The Okanagan Sun are the defending champions. But this B.C. Football Conference season has belonged to the Westshore Rebels, who are 11-0 in regular season and playoffs, heading into today’s Cullen Cup league championship game against the second-seed Sun at 3 p.m. at Starlight Stadium in Langford.
It’s a flip of last season when the Sun went undefeated on their way to the Canadian Bowl national championship, defeating the Rebels 38-0 along the way in the BCFC Cullen Cup championship game at the Apple Bowl in Kelowna.
Revenge, however, isn’t in the Rebels’ vocabulary.
“The past is the past. We’re focused on the now,” said Rebels running-back Gerren Hardisty, who was a part of that drubbing last year in Kelowna.
“This is just another game, although the rewards are bigger.”
They certainly are. The BCFC champion will represent the league in the national junior football championship Canadian Bowl. It is the BCFC’s turn in the rotation to host the Canadian Bowl, which it will do Nov. 11, with today’s Cullen Cup champion to play the winner of a national semifinal between the champions of the Prairie and Ontario junior football conferences.
That means either the Rebels or Sun will host the 115th Canadian Bowl at Starlight Stadium or Apple Bowl, respectively, next month
The Sun defeated the Regina Thunder in last year’s Canadian Bowl played at Mosaic Stadium in the Saskatchewan capital and the Langley Rams of the BCFC were national champions in 2021 with a 37-0 blanking of the host Beefeaters in London, Ont. The last time the BCFC hosted the Canadian Bowl in 2019, the Rams were edged 11-6 by the Saskatoon Hilltops in Langley.
The Rebels last won the Cullen Cup league title in 2016 after which they were beaten 37-25 by the Hilltops in the Canadian Bowl that year at Starlight Stadium. The Vancouver Island Raiders were in the Canadian Bowl in 2013 and 2010, both losses to the Thunder and Hilltops, respectively. The V.I. Raiders won the Canadian Bowl in 2006, 2008 and 2009 led by eventual CFL star and four-time Grey Cup-champion Andrew Harris.
The Rebels were also in the 2003 Canadian Bowl but lost to the Hilltops and a potential first national title for the club looms large as the prize.
“That’s the end goal — to win the national championship and do something that’s never been done before by this club,” said Hardisty.

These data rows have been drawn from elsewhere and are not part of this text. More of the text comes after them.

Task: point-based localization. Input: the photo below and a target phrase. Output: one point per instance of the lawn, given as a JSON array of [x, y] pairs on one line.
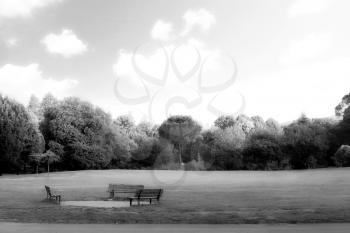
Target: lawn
[[308, 196]]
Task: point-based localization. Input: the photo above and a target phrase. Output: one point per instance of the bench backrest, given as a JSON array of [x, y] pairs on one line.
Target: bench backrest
[[48, 190], [122, 188], [144, 193]]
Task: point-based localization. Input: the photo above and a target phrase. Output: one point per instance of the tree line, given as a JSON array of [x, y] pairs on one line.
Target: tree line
[[72, 134]]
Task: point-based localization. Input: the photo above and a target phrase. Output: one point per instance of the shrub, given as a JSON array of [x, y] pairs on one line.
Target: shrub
[[195, 165], [342, 156]]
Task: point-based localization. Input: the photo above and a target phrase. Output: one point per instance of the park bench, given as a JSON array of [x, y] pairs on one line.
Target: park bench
[[146, 194], [122, 190], [51, 196]]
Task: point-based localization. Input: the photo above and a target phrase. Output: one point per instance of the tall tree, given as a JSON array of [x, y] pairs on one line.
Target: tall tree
[[342, 106], [18, 135], [180, 130]]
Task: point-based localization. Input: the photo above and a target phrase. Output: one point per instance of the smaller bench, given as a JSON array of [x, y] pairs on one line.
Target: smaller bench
[[122, 190], [51, 196], [146, 194]]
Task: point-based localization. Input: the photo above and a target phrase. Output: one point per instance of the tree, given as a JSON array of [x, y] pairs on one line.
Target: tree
[[342, 106], [342, 156], [18, 136], [308, 143], [224, 122], [85, 132], [273, 127], [48, 157], [179, 130], [264, 151]]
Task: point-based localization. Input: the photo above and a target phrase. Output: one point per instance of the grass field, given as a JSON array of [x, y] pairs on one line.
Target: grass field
[[309, 196]]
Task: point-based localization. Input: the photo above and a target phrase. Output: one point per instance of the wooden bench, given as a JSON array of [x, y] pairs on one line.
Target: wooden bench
[[122, 191], [146, 194], [51, 196]]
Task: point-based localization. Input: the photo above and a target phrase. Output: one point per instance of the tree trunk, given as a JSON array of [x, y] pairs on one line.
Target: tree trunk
[[48, 168]]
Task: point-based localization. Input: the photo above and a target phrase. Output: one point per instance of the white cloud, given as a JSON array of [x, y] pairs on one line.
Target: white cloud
[[22, 8], [310, 47], [11, 42], [20, 82], [314, 89], [304, 7], [162, 30], [66, 44], [181, 79], [201, 18]]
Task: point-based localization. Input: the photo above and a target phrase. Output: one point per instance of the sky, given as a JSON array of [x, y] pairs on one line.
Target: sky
[[155, 58]]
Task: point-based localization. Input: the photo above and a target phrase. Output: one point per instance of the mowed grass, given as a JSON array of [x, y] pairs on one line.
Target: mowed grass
[[321, 195]]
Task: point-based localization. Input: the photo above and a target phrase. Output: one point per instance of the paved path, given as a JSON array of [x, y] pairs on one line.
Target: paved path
[[103, 228]]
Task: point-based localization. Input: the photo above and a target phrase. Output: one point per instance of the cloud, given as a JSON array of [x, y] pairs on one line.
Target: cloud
[[22, 8], [305, 7], [20, 82], [11, 42], [312, 46], [66, 44], [202, 18], [162, 30], [314, 89]]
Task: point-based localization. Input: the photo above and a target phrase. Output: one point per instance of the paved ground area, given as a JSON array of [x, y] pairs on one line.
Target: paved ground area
[[104, 228], [99, 204], [208, 197]]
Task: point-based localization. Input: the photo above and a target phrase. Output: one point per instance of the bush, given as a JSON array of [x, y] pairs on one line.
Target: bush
[[195, 165], [342, 156], [264, 152]]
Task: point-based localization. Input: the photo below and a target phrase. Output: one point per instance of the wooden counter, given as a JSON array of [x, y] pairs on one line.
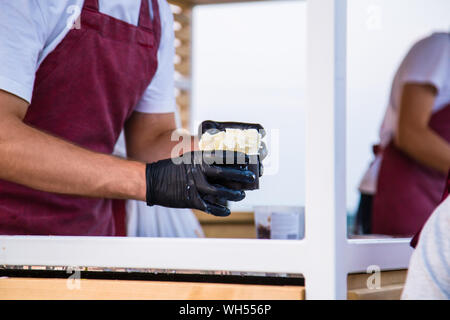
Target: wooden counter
[[51, 289]]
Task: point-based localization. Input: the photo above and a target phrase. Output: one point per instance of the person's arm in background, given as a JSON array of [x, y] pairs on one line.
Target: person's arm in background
[[149, 130], [429, 272], [41, 161], [413, 135]]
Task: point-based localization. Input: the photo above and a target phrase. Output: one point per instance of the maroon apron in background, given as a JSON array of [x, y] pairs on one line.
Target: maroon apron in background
[[415, 239], [84, 91], [408, 192]]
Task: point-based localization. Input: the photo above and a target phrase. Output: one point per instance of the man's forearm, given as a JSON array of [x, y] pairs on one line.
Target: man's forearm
[[164, 146], [44, 162]]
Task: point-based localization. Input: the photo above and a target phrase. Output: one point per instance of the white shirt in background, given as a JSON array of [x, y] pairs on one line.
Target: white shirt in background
[[31, 29], [429, 268], [427, 62]]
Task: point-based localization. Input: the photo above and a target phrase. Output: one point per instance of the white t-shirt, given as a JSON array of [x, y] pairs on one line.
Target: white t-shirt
[[31, 29], [429, 268], [427, 62]]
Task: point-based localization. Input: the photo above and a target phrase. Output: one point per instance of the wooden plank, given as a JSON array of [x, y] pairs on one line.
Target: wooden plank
[[231, 231], [234, 217], [359, 281], [89, 289]]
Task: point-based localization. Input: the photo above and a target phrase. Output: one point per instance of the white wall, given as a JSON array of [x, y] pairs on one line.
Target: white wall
[[249, 65]]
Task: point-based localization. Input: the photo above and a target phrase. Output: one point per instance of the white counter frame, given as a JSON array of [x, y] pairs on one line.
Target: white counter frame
[[324, 257]]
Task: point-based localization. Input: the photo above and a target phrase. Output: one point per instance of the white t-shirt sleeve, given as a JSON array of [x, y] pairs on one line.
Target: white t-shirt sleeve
[[22, 37], [427, 62], [429, 269], [160, 94]]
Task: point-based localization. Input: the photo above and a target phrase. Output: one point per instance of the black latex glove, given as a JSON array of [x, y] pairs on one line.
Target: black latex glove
[[185, 182], [215, 126]]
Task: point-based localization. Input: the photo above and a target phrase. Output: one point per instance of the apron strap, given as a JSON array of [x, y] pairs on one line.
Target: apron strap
[[91, 4], [144, 16], [156, 21]]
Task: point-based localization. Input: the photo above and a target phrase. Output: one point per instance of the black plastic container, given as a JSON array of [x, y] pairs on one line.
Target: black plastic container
[[249, 162]]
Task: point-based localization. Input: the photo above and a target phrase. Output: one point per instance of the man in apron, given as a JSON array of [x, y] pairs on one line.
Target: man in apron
[[406, 180], [67, 91]]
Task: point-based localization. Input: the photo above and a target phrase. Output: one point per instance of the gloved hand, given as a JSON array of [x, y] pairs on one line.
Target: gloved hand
[[215, 126], [185, 182]]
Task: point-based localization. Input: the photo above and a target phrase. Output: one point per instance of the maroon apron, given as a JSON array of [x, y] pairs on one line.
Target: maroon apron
[[415, 239], [84, 91], [408, 192]]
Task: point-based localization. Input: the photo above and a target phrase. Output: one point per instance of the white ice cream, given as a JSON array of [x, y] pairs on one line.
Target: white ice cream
[[247, 141]]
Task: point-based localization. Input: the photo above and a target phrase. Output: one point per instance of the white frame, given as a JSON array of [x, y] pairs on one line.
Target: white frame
[[324, 257]]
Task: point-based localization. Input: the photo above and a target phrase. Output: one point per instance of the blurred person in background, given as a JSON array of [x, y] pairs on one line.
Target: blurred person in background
[[429, 267], [404, 183]]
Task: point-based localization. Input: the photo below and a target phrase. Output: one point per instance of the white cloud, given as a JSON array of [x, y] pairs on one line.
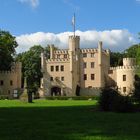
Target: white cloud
[[115, 40], [32, 3]]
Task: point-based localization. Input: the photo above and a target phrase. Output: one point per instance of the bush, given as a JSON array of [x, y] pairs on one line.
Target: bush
[[111, 100], [71, 98]]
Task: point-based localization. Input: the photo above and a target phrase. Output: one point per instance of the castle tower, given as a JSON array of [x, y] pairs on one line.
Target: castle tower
[[74, 53], [19, 73], [101, 73], [125, 76], [43, 67]]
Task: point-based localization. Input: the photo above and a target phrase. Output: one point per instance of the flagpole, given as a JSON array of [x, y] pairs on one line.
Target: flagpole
[[74, 25]]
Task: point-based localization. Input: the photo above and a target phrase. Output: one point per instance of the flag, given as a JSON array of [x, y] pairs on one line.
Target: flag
[[73, 20]]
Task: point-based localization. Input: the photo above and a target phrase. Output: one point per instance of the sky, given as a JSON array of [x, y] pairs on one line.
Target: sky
[[42, 22]]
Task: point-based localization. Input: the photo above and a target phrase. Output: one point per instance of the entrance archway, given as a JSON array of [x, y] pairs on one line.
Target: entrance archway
[[55, 91]]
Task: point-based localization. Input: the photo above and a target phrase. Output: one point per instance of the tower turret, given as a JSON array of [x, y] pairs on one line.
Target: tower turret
[[51, 51], [74, 61]]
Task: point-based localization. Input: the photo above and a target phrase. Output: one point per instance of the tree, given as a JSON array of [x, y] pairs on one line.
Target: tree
[[116, 59], [7, 50]]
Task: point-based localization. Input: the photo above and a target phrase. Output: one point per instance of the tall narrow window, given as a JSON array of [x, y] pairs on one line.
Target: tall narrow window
[[62, 78], [62, 68], [92, 76], [52, 68], [57, 68], [84, 54], [85, 76], [124, 89], [1, 82], [92, 64], [58, 55], [85, 65], [124, 77], [11, 82], [51, 78], [65, 55], [92, 54]]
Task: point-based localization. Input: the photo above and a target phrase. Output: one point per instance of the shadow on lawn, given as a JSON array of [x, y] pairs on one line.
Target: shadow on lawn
[[67, 123]]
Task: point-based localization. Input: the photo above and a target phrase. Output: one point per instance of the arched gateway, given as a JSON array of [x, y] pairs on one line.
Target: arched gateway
[[55, 91]]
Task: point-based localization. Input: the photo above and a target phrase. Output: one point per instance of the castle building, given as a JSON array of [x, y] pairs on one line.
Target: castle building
[[10, 81], [76, 71]]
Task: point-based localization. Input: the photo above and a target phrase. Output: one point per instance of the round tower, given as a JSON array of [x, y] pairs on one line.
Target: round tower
[[129, 61], [74, 54], [74, 43], [125, 76]]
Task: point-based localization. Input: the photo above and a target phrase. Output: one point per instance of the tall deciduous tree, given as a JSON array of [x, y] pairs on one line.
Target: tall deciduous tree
[[7, 49], [31, 68]]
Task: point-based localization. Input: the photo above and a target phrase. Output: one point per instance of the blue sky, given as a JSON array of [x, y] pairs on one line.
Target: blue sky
[[22, 17]]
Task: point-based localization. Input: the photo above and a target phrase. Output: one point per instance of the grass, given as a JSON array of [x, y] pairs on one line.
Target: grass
[[64, 120]]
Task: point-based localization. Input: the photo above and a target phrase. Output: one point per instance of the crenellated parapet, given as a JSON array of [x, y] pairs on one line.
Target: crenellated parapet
[[74, 37], [61, 52], [124, 67], [88, 50], [7, 72], [129, 61]]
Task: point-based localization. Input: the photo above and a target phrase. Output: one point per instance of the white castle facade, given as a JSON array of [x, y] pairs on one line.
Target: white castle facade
[[84, 72]]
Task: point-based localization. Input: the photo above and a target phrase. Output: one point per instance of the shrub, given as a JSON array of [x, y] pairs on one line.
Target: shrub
[[71, 98], [111, 100]]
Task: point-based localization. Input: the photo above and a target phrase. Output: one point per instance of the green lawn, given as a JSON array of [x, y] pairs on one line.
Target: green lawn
[[65, 120]]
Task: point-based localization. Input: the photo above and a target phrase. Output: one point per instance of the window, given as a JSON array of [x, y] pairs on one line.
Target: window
[[1, 82], [52, 68], [124, 89], [8, 91], [57, 78], [85, 65], [124, 77], [85, 76], [57, 68], [92, 76], [11, 82], [92, 64], [51, 78], [62, 68], [92, 54], [62, 78], [65, 55], [84, 54]]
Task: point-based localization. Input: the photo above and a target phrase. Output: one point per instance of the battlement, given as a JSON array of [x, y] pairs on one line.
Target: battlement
[[88, 50], [124, 67], [15, 66], [58, 60], [61, 51], [7, 72], [129, 61], [74, 37]]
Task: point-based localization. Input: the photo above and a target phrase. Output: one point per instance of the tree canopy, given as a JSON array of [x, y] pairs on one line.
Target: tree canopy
[[7, 50]]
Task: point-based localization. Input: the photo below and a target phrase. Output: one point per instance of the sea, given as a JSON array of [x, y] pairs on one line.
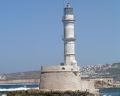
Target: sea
[[17, 87]]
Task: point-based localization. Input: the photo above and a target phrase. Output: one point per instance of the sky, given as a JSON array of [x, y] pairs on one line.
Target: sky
[[31, 33]]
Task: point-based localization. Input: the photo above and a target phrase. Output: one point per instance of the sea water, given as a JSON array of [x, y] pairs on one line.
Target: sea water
[[16, 87], [110, 92]]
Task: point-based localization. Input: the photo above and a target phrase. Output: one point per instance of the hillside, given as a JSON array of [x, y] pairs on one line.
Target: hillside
[[107, 70]]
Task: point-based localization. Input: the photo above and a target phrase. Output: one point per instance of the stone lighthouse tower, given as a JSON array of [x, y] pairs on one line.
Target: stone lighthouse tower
[[66, 76], [69, 36]]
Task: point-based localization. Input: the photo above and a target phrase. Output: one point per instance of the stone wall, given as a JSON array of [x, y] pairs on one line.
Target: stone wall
[[60, 80]]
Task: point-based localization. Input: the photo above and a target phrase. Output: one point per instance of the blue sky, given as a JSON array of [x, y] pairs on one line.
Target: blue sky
[[31, 32]]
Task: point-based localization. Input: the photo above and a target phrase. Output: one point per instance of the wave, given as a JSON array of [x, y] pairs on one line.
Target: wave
[[16, 89]]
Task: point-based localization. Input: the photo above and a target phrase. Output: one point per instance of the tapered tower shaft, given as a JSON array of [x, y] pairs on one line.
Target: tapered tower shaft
[[69, 36]]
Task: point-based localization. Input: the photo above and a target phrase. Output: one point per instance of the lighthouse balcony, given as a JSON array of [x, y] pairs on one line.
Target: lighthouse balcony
[[69, 39]]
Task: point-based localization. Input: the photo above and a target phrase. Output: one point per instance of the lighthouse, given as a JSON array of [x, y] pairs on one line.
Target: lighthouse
[[65, 76], [69, 36]]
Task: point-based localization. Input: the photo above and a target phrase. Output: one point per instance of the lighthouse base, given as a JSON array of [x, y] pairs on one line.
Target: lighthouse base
[[60, 78]]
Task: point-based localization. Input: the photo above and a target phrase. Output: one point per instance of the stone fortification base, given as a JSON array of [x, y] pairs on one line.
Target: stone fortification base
[[60, 78]]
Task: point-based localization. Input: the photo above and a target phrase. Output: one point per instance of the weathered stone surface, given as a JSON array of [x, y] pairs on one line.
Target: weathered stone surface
[[60, 80]]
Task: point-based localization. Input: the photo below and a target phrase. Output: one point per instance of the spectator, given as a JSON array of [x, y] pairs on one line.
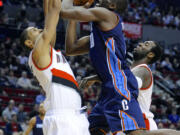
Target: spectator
[[21, 115], [34, 112], [23, 59], [13, 127], [12, 79], [174, 118], [9, 110], [3, 79], [41, 97]]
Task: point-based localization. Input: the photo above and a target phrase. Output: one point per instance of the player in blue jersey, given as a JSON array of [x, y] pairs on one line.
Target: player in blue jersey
[[36, 122], [117, 106]]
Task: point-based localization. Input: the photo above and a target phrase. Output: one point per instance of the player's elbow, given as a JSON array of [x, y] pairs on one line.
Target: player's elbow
[[69, 52]]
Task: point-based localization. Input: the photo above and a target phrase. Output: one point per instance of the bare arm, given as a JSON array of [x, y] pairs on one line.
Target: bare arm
[[106, 19], [41, 50], [46, 7], [74, 46], [30, 126], [144, 74], [88, 81]]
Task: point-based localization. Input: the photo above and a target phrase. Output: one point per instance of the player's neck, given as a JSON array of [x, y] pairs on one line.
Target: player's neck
[[41, 117], [138, 62]]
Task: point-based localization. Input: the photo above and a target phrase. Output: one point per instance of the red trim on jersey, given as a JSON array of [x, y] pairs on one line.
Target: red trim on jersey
[[112, 27], [146, 122], [104, 132], [65, 75], [112, 74], [44, 67], [151, 78]]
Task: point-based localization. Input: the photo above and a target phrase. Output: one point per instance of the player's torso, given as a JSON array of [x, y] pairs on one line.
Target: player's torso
[[107, 53], [37, 130], [145, 94], [58, 81]]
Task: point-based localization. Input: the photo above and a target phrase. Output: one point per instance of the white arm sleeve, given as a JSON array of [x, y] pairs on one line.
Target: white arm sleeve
[[139, 82]]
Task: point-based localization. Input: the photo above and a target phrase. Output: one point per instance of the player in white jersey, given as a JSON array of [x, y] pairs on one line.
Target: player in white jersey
[[144, 54], [63, 103]]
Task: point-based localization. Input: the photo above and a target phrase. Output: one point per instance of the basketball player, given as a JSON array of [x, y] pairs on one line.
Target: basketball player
[[36, 122], [117, 106], [63, 102], [144, 54]]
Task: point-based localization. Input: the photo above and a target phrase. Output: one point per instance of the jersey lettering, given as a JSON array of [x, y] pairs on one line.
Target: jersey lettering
[[60, 58], [125, 105]]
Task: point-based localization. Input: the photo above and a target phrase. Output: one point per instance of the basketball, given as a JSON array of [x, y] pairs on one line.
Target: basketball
[[82, 2]]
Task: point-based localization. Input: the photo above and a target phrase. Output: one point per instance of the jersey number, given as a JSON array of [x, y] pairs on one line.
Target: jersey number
[[125, 105]]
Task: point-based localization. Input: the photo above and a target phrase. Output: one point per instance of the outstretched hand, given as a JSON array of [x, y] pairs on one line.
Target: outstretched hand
[[86, 83]]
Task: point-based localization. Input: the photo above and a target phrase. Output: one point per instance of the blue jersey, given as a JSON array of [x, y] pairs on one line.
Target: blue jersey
[[108, 56], [37, 130], [117, 107]]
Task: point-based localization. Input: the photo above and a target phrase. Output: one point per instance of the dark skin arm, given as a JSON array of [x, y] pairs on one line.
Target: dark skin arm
[[46, 7], [74, 46], [144, 75], [105, 18], [88, 81], [41, 51]]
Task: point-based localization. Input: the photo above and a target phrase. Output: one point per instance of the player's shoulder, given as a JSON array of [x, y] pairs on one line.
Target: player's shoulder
[[145, 68], [33, 120]]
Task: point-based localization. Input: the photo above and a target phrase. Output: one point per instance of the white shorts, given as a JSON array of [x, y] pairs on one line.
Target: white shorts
[[65, 123], [150, 124]]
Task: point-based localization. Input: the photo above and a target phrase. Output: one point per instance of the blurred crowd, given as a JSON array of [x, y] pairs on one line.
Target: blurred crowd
[[15, 73], [139, 11]]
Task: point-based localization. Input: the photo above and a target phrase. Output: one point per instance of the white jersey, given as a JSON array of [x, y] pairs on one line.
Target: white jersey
[[145, 94], [59, 83]]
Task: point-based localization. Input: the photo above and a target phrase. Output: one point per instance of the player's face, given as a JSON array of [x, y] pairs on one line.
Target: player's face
[[142, 50], [32, 33], [41, 109]]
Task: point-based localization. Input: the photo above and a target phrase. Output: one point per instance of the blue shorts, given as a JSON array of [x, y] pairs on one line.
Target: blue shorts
[[122, 115]]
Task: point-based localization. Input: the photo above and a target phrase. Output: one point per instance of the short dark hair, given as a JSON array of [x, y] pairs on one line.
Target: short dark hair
[[121, 5], [158, 51]]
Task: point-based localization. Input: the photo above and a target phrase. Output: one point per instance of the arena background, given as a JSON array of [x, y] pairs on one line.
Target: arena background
[[157, 20]]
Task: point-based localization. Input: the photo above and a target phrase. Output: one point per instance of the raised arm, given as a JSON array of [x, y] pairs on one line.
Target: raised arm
[[97, 14], [41, 51], [72, 45], [46, 7], [30, 126], [145, 75]]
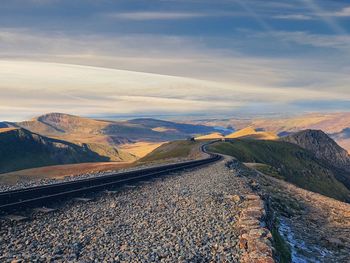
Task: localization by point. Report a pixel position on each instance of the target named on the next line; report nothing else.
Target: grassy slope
(172, 150)
(293, 164)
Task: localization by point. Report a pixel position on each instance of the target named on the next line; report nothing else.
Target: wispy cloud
(44, 87)
(294, 17)
(345, 12)
(165, 15)
(154, 15)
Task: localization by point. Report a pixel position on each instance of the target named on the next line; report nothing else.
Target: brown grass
(7, 129)
(140, 149)
(211, 136)
(60, 171)
(251, 133)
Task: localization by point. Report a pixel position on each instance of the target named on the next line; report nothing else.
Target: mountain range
(309, 159)
(336, 125)
(21, 149)
(58, 138)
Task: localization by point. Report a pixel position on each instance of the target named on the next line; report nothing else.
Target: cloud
(37, 87)
(341, 42)
(293, 17)
(165, 15)
(345, 12)
(141, 16)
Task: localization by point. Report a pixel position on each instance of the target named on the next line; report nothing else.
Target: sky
(173, 57)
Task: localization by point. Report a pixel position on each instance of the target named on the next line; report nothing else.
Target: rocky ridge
(189, 217)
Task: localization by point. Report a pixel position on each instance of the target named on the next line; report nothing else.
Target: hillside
(252, 133)
(174, 150)
(322, 146)
(334, 124)
(289, 162)
(343, 138)
(84, 130)
(211, 136)
(21, 149)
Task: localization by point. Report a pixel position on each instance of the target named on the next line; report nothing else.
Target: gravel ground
(38, 182)
(185, 217)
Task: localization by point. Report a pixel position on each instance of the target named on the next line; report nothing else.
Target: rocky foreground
(316, 227)
(187, 217)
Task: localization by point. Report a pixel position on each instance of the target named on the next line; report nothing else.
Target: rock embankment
(314, 227)
(187, 217)
(254, 239)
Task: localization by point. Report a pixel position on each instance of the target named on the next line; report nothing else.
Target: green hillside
(288, 161)
(175, 149)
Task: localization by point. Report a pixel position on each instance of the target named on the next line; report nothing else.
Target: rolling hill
(336, 125)
(22, 149)
(322, 146)
(210, 136)
(290, 162)
(78, 129)
(252, 133)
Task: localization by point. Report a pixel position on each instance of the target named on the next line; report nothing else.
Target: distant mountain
(160, 125)
(334, 124)
(252, 133)
(292, 163)
(74, 128)
(343, 138)
(211, 136)
(22, 149)
(322, 146)
(4, 125)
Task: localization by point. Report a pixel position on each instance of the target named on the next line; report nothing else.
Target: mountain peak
(324, 147)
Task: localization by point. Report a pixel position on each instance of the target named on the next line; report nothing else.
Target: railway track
(44, 195)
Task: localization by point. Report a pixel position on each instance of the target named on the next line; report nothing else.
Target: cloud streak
(35, 88)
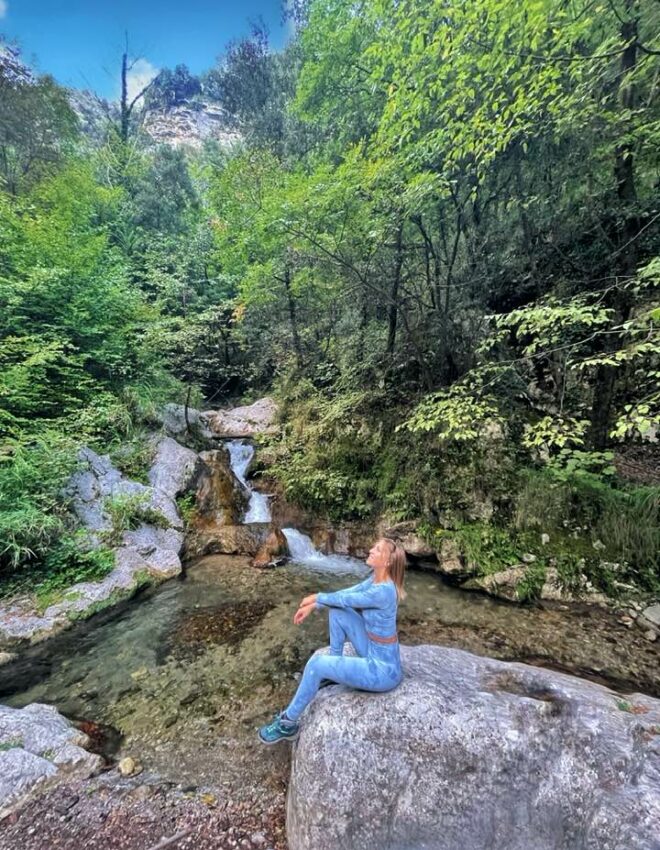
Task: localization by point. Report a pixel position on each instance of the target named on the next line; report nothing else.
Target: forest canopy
(437, 244)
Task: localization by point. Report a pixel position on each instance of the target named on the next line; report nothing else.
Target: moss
(142, 579)
(129, 511)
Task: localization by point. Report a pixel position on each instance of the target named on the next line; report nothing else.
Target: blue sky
(80, 42)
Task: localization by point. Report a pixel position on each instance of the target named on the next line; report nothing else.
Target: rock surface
(504, 584)
(146, 553)
(229, 540)
(38, 745)
(257, 418)
(190, 124)
(468, 753)
(274, 547)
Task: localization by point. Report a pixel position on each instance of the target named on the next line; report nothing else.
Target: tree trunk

That is two games away, the first of which is this afternoon. Westshore and Okanagan met only once this season. The Rebels beat the Sun (9-1 in regular season and playoffs) 52-23 in August to hand Okanagan its lone setback of the year.
The Rebels are likely again to attack from the air with league-leading passer Te Jessie looking to the top-two leading BCFC receivers Kieran Poissant and Cairo Berry. Jessie and Poissant were already known commodities, having earned invites this year to B.C. Lions training camp with Poissant dressing for two exhibition CFL games. It’s Berry who has been the revelation as the breakout offensive player of the year.
But it’s the legs of league second-leading rusher Hardisty and change-up Westshore running-back Malik Gagne-Smith that has kept opposition defences guessing and made the play-action passes so successful for Jessie.
“It has allowed us to keep possession with sustained drives all season,” said Belmont Secondary Bulldogs-graduate Hardisty.
Now all he wants is to rush into the Canadian Bowl.